24. The Baptism of Poland in 966, in the person of the first historical sovereign, Mieszko, who married the Bohemian princess Dubravka, took place principally through the Bohemian Church, and by this route Christianity reached Poland from Rome in the Latin form. But the fact remains that the beginnings of Christianity in Poland are in a way linked with the work of the Brothers who set out from distant Salonika.

Among the Slavs of the Balkan peninsula the efforts of the holy Brothers bore fruit in an even more visible way. Thanks to their apostolate the Christianity which had already for some time been established in Croatia was consolidated.

Principally through their disciples who had been expelled from the area where they had originally worked, the mission of Cyril and Methodius was confirmed and developed wonderfully in Bulgaria. Here, thanks to Saint Clement of Okhrid, dynamic centres of monastic life arose, and here particularly the Cyrillic alphabet developed. From here too Christianity moved to other territories, until it passed through neighbouring Romania and reached the ancient Rus' of Kiev, and then spread from Moscow eastwards. In a few years, in 1988 to be exact, the millenium of the baptism of Saint Vladimir, Grand Duke of Kiev, will be celebrated.

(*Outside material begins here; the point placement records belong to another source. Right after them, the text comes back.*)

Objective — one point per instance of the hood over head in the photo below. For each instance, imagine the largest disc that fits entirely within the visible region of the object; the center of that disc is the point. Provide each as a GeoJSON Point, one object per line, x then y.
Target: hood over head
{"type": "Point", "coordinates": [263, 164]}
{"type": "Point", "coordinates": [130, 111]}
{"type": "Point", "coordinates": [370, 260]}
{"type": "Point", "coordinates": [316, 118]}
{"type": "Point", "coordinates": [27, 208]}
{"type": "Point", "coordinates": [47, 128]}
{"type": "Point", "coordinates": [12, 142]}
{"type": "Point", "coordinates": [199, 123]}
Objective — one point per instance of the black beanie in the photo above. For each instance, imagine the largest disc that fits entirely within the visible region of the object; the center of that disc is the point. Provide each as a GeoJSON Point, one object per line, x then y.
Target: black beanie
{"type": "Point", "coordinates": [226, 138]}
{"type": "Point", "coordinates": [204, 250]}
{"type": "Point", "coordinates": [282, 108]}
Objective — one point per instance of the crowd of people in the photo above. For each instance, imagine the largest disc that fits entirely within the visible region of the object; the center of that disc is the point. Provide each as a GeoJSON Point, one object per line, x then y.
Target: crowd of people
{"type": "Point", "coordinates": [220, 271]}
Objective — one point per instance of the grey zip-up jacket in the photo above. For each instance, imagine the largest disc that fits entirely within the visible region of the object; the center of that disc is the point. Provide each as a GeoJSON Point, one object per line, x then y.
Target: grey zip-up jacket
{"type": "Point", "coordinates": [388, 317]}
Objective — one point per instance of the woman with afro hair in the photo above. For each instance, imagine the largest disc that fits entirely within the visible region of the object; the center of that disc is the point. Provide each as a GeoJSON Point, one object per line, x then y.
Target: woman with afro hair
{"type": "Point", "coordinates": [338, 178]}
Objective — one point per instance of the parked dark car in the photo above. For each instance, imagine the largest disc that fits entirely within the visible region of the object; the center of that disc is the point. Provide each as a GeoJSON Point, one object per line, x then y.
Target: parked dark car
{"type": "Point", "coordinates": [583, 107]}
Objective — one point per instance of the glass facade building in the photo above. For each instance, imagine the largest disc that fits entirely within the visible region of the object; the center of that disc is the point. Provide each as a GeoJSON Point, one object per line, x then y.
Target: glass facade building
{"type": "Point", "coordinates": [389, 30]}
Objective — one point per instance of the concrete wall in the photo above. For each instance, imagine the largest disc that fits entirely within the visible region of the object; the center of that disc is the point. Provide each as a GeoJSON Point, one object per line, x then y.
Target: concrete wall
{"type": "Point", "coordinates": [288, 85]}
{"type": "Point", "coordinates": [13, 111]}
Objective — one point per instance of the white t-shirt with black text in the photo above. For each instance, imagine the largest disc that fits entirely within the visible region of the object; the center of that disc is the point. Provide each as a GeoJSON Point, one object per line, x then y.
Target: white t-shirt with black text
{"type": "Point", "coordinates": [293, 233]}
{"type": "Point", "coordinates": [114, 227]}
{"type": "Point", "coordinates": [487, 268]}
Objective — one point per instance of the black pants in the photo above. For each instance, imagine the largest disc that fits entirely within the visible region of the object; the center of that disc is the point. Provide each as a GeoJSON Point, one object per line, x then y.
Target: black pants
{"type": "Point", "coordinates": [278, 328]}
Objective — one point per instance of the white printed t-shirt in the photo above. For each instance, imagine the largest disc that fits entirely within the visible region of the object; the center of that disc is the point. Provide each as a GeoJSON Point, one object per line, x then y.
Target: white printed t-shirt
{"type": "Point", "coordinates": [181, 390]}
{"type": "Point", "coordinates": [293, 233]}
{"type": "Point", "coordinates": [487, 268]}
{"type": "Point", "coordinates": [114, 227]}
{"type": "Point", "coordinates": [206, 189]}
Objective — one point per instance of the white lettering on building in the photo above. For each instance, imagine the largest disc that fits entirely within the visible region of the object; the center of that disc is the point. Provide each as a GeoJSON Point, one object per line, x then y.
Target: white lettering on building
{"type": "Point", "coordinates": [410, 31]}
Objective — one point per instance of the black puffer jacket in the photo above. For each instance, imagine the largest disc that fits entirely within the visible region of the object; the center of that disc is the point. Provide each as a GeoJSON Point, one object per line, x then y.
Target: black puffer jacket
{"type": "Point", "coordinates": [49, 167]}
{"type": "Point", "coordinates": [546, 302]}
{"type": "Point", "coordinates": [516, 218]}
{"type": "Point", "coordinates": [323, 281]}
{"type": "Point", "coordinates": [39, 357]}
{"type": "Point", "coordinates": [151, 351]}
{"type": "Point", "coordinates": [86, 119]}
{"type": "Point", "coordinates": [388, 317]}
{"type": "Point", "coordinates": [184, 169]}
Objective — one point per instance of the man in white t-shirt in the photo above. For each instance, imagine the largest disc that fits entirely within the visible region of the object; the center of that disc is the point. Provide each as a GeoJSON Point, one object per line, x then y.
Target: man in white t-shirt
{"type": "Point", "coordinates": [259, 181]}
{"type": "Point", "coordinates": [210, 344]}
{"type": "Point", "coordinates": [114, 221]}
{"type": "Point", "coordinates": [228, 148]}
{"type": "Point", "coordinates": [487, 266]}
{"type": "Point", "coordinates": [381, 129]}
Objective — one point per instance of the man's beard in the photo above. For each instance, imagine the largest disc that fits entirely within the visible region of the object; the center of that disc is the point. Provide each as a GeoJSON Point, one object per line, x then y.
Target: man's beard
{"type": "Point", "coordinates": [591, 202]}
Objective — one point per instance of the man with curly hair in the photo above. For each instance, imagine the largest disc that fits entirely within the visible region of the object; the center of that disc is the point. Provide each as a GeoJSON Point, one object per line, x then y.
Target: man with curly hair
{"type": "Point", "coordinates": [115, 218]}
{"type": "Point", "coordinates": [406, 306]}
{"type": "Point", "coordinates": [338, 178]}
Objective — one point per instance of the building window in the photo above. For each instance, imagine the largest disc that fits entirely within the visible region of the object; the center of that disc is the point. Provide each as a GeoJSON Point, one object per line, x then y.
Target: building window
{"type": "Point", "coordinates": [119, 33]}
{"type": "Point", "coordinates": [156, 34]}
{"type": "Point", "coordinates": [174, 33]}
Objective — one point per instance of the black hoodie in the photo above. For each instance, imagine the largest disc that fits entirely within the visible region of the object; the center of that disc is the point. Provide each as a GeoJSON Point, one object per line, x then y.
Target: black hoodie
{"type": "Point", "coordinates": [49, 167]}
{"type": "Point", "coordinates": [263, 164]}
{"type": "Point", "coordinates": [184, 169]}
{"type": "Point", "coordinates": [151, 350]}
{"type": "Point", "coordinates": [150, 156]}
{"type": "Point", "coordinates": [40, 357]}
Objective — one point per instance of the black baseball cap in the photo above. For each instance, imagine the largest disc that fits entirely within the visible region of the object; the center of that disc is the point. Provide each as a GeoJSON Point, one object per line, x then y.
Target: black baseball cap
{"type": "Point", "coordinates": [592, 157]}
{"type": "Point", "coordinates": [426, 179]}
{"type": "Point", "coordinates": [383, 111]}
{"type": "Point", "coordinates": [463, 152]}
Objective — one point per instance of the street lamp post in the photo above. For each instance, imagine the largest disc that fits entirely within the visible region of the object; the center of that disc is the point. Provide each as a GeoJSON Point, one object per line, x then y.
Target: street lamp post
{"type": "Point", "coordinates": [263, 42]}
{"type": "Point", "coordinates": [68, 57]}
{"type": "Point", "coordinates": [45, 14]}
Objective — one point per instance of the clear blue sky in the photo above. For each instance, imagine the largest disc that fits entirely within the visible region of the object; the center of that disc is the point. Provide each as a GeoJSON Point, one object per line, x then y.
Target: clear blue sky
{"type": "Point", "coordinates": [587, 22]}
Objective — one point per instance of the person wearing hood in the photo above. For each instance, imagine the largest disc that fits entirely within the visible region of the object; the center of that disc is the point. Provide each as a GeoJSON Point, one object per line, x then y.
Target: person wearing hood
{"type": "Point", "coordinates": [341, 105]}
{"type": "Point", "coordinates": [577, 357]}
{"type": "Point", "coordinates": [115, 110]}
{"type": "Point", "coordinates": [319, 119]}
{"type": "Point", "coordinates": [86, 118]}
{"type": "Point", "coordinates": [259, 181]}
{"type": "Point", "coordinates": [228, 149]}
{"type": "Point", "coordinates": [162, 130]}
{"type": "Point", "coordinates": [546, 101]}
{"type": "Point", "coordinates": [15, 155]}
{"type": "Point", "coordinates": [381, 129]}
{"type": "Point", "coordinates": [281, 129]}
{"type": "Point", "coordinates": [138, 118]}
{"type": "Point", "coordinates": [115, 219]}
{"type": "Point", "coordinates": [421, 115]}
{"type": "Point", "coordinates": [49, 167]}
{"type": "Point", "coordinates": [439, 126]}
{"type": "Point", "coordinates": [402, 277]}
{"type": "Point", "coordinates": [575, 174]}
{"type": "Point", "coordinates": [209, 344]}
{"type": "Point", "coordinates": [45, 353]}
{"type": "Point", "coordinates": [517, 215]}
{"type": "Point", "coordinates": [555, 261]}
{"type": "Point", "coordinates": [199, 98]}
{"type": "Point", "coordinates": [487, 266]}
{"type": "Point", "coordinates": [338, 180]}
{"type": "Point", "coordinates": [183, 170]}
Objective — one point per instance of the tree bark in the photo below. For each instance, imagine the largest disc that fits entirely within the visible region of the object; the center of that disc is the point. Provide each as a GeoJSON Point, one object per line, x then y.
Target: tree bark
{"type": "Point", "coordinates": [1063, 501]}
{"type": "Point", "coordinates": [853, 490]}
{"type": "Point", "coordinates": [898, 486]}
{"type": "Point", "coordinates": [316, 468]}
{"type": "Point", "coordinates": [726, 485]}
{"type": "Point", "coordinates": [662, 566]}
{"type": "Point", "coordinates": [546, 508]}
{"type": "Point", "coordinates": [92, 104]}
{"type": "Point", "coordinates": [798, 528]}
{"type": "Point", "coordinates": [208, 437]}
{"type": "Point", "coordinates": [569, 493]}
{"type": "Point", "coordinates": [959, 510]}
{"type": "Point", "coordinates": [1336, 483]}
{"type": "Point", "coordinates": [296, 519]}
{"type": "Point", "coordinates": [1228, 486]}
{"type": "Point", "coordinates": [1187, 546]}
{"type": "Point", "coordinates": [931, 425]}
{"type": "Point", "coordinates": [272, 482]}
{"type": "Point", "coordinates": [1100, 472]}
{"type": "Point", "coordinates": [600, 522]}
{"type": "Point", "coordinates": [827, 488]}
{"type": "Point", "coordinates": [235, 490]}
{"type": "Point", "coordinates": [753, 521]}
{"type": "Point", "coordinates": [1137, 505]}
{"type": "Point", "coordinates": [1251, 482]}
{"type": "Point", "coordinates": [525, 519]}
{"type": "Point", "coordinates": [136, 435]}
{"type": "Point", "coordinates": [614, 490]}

25. Rightly therefore Saints Cyril and Methodius were at an early date recognized by the family of Slav peoples as the fathers of both their Christianity and their culture. In many of the territories mentioned above, although there had been various missionaries, the majority of the Slav population in the ninth century still retained pagan customs and beliefs. Only in the land cultivated by our Saints, or at least prepared by them for cultivation, did Christianity definitively enter the history of the Slavs during the following century.

Their work is an outstanding contribution to the formation of the common Christian roots of Europe, roots which by their strength and vitality are one of the most solid points of reference, which no serious attempt to reconstruct in a new and relevant way the unity of the Continent can ignore.

After eleven centuries of Christianity among the Slavs, we clearly see that the heritage of the Brothers from Salonika is and remains for the Slavs deeper and stronger than any division. Both Christian traditions - the Eastern deriving from Constantinople and the Western deriving from Rome - arose in the bosom of the one Church, even though against the background of different cultures and of a different approach to the same problems. This diversity, when its origin is properly understood and when its value and meaning are properly considered, can only enrich the culture of Europe and its religious tradition, and likewise become an adequate foundation for its hoped-for spiritual renewal.